Tym większe może być Wasze rozczarowanie kiedy już dojedziecie do samej Paradise Valley. Rajska Dolina nie urywa dupy, a dodatkowo jest już przekształcona w mocno turystyczną miejscówkę. Restauracyjni zaganiacze nie dają żyć, a „finałowe” jeziorko zobaczycie dopiero po tym, jak przeskoczycie kilka hałd śmieci. Polecam tylko tym, którzy do Agadiru przylecieli na weekend – wszyscy inni, planujący wycieczkę w głąb kraju – mogą sobie Rajską Dolinę spokojnie odpuścić. Na wschodzie naprawdę zobaczycie ciekawsze rzeczy.
Nocleg w Agadirze
Na sam koniec kwestia praktyczna. Jeśli planujecie spać w Agadirze, to najtańszą opcją będzie ucieczka z samego miasta, zdominowanego przez 3-, 4- i 5-gwiazdkowe hotele dla wielbicieli all-inclusive i ulokowanie się gdzieś w pasie Tamraght-Taghazout. To drugie miasteczko znane jest także jako Wioska Surferów, w związku z czym bez trudności znajdziecie tam przyjazny hostel lub riadę, które zaoferują dobry klimat za przyzwoity hajs (powiedzmy, że do 100 dirhamów od osoby). W pakiecie zazwyczaj jest także śniadanie i prawilny taras, na którym posiłek ten można spożyć. Dzięki takiemu rozwiązaniu nie tylko zaoszczędzicie trochę pieniędzy, ale także będziecie mieli możliwość szybkiego dostania się na plażę, jeśli najdzie Was taka ochota.

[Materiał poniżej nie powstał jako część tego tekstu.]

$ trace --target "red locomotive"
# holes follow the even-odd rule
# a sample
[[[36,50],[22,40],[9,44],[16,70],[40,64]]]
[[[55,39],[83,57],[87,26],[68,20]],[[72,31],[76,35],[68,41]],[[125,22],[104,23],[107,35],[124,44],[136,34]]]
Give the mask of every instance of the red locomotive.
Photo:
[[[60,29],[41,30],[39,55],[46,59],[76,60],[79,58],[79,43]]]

a jak sie dostać do Tamraght?
O ile wiem, to w stronę miejscowości kursują autobusy, ale najszybciej i najpewniej będzie taksówką :).
Tak myśle że w maju przyszłego roku wybiore się do Tamraght na tydzień. zaznaczam ,że wczesniej byłem w Maroku. Tam miałbym plaże nad oceanem i rzeczkę przy Aourir. Jak sądzisz to dobry pomysł ?
Czemu nie – ja pewnie i tak wziąłbym samochód, żeby się poszlajać, ale na początek wystarczy ;).
Słaby blog nudnego starego kawalera 😉
O gustach dyskutować nie będę, ale z moim stanem cywilnym trochę przesadziłaś. W czerwcu się żenię ;).